Pochettino verlängert als US-Trainer bis 2030

Kurzüberblick
Mauricio Pochettino hat seinen Vertrag als Cheftrainer der US-amerikanischen Fußballnationalmannschaft bis 2030 verlängert. Der Argentinier soll die USA zu großen Titeln führen, inklusive der Weltmeisterschaft 2026 im eigenen Land.
Mauricio Pochettino bleibt an der Seitenlinie der US-amerikanischen Fußballnationalmannschaft: Der 52-jährige Argentinier hat seinen Vertrag als Cheftrainer der USMNT vorzeitig bis 2030 verlängert. Damit setzt der US-Verband ein klares Zeichen der Kontinuität und des Vertrauens in den ehemaligen Coach von Tottenham Hotspur, Paris Saint-Germain und dem FC Chelsea.
Ein langfristiges Bekenntnis zur USMNT
Die Vertragsverlängerung unterstreicht die Ambitionen des US-Fußballverbands (U.S. Soccer), die Nationalmannschaft in den kommenden Jahren dauerhaft in der Weltspitze zu etablieren. Pochettino, der im September 2024 das Amt übernommen hatte, soll das Team nicht nur durch die anstehenden Turniere führen, sondern auch eine nachhaltige Spielphilosophie implementieren. Der neue Kontrakt läuft bis 2030 und umfasst damit sowohl die Weltmeisterschaft 2026, die in den USA, Kanada und Mexiko ausgetragen wird, als auch die darauffolgende WM 2030, deren Austragungsorte noch nicht endgültig feststehen.
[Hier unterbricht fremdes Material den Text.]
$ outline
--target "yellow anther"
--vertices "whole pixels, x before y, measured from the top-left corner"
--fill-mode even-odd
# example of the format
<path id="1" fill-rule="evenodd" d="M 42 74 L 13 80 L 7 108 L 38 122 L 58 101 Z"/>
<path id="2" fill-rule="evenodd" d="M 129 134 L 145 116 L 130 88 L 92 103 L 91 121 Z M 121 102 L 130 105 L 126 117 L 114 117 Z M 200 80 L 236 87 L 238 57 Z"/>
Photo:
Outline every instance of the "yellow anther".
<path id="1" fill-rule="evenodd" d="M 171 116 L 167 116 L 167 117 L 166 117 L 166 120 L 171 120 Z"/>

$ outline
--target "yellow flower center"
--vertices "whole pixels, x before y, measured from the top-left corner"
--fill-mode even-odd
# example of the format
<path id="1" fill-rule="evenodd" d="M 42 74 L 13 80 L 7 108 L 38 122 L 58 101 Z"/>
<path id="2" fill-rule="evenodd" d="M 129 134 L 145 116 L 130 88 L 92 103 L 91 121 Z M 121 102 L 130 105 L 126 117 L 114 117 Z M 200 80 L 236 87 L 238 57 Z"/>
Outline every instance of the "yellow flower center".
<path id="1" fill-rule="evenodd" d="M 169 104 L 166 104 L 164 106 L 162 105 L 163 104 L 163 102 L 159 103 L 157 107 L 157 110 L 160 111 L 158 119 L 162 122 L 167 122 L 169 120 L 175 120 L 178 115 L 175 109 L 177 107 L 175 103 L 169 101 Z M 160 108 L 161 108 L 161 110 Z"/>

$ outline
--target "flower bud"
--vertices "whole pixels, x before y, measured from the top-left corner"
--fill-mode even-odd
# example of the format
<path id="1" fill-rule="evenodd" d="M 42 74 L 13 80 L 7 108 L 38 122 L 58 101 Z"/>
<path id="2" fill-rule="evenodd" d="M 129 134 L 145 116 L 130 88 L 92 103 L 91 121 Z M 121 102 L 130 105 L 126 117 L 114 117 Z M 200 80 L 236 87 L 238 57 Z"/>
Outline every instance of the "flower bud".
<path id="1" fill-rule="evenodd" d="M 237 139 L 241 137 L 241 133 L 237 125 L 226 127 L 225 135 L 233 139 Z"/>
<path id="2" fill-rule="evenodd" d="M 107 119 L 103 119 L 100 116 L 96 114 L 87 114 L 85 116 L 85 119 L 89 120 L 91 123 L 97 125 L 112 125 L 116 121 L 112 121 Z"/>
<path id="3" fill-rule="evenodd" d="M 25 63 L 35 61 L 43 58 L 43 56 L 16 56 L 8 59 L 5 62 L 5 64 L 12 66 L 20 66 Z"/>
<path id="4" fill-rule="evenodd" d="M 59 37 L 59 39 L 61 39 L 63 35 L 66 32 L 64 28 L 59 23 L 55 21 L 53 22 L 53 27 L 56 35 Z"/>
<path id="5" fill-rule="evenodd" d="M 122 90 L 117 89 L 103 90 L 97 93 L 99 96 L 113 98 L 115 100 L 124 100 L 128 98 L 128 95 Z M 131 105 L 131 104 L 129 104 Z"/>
Die Ära Pochettino: Bisherige Bilanz
Seit seinem Amtsantritt hat Pochettino die USMNT in mehreren Testspielen und im Rahmen der Nations League betreut. Dabei setzte er verstärkt auf junge Talente aus der Major League Soccer und europäischen Ligen, darunter Spieler wie Christian Pulisic, Weston McKennie und Folarin Balogun. Die Mannschaft zeigte unter seiner Leitung deutliche Fortschritte in der Defensivorganisation und im Pressingverhalten, auch wenn die Ergebnisse in den ersten Monaten schwankten. Die Verlängerung signalisiert, dass die Verantwortlichen um Sportdirektor Matt Crocker von der langfristigen Entwicklung überzeugt sind.
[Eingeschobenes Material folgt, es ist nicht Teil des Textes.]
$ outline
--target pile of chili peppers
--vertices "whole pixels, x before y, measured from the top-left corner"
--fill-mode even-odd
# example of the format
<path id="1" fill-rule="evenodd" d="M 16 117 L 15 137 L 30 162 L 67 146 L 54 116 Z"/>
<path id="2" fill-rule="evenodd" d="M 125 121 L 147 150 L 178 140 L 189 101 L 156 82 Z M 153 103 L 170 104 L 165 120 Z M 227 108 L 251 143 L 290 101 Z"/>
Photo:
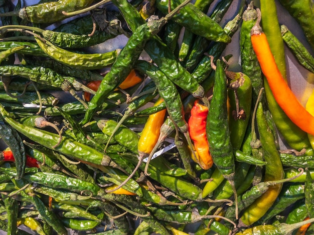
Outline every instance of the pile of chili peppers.
<path id="1" fill-rule="evenodd" d="M 314 92 L 301 104 L 285 58 L 314 72 L 312 4 L 0 1 L 0 229 L 313 234 Z M 119 36 L 121 48 L 86 50 Z"/>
Die Perspektive: WM 2026 im eigenen Land
Der Höhepunkt der Amtszeit Pochettinos wird zweifellos die Weltmeisterschaft 2026 sein, die erstmals mit 48 Teams ausgetragen wird. Die USA treten als einer der Gastgeber automatisch an und wollen nach Jahren des Umbruchs endlich wieder für Aufsehen sorgen. Pochettino, der als einer der renommiertesten Trainer der Welt gilt, bringt die nötige Erfahrung mit, um ein junges Team auf ein Heimturnier vorzubereiten. Seine bisherigen Erfolge, darunter das Erreichen des Champions-League-Finales mit Tottenham 2019 und mehrere nationale Titel mit PSG, machen ihn zu einem der gefragtesten Trainer seiner Generation.
Herausforderungen und Erwartungen
Die Erwartungen an Pochettino sind hoch: Die US-Fans erhoffen sich nicht nur eine erfolgreiche WM 2026, sondern auch eine dauerhaft konkurrenzfähige Nationalmannschaft, die bei internationalen Turnieren regelmäßig in die K.o.-Runden vorstößt. Kritiker weisen jedoch darauf hin, dass die USMNT in den vergangenen Jahren oft an fehlender Konstanz scheiterte. Pochettino steht vor der Aufgabe, die Mannschaft taktisch flexibler zu machen und gleichzeitig die Mentalität zu stärken, um in entscheidenden Spielen bestehen zu können. Die Vertragsverlängerung bis 2030 gibt ihm dafür die nötige Planungssicherheit.
Ein Signal für den US-Fußball
Die Entscheidung, Pochettino langfristig zu binden, ist auch ein Signal an die internationale Fußballwelt: Die USA wollen sich als ernstzunehmende Fußballnation etablieren. Mit der WM 2026 und der wachsenden Popularität der Major League Soccer bietet sich die Chance, den Sport im Land weiter voranzutreiben. Pochettino, der für seine akribische Arbeitsweise und seine Fähigkeit bekannt ist, junge Spieler zu entwickeln, könnte der richtige Mann sein, um diese Entwicklung zu begleiten. Die kommenden Jahre werden zeigen, ob die USMNT unter seiner Führung die erhofften großen Titel gewinnen kann.